Predicting Sentence-Level Factuality of News and Bias of Media Outlets
Francielle Vargas, Kokil Jaidka, Thiago A. S. Pardo, Fabr\'icio, Benevenuto

TL;DR
This paper introduces FactNews, a large annotated dataset for sentence-level factuality and media bias, and demonstrates methods to predict news reliability and bias, including for Portuguese news sources.
Contribution
The creation of the FactNews dataset with expert annotations and the development of classification methods for factuality and bias prediction, including for Portuguese news.
Findings
Biased sentences tend to have more words and emotional content.
Fine-grained analysis improves reliability prediction.

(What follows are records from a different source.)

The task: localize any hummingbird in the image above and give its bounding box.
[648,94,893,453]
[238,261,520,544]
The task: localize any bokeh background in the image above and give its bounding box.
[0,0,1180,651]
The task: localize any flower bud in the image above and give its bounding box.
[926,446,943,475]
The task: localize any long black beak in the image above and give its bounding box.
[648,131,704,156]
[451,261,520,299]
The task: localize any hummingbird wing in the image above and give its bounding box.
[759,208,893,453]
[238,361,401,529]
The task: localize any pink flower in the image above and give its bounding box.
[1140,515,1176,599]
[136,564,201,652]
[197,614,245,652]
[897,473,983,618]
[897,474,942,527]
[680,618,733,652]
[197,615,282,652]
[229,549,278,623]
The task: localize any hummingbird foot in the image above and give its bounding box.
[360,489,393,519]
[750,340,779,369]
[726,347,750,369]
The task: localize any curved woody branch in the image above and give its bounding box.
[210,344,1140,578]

Baseline models perform effectively on Portuguese news.
Abstract
Automated news credibility and fact-checking at scale require accurately predicting news factuality and media bias. This paper introduces a large sentence-level dataset, titled "FactNews", composed of 6,191 sentences expertly annotated according to factuality and media bias definitions proposed by AllSides. We use FactNews to assess the overall reliability of news sources, by formulating two text classification problems for predicting sentence-level factuality of news reporting and bias of media outlets. Our experiments demonstrate that biased sentences present a higher number of words compared to factual sentences, besides having a predominance of emotions. Hence, the fine-grained analysis of subjectivity and impartiality of news articles provided promising results for predicting the reliability of media outlets. Finally, due to the severity of fake news and political polarization in…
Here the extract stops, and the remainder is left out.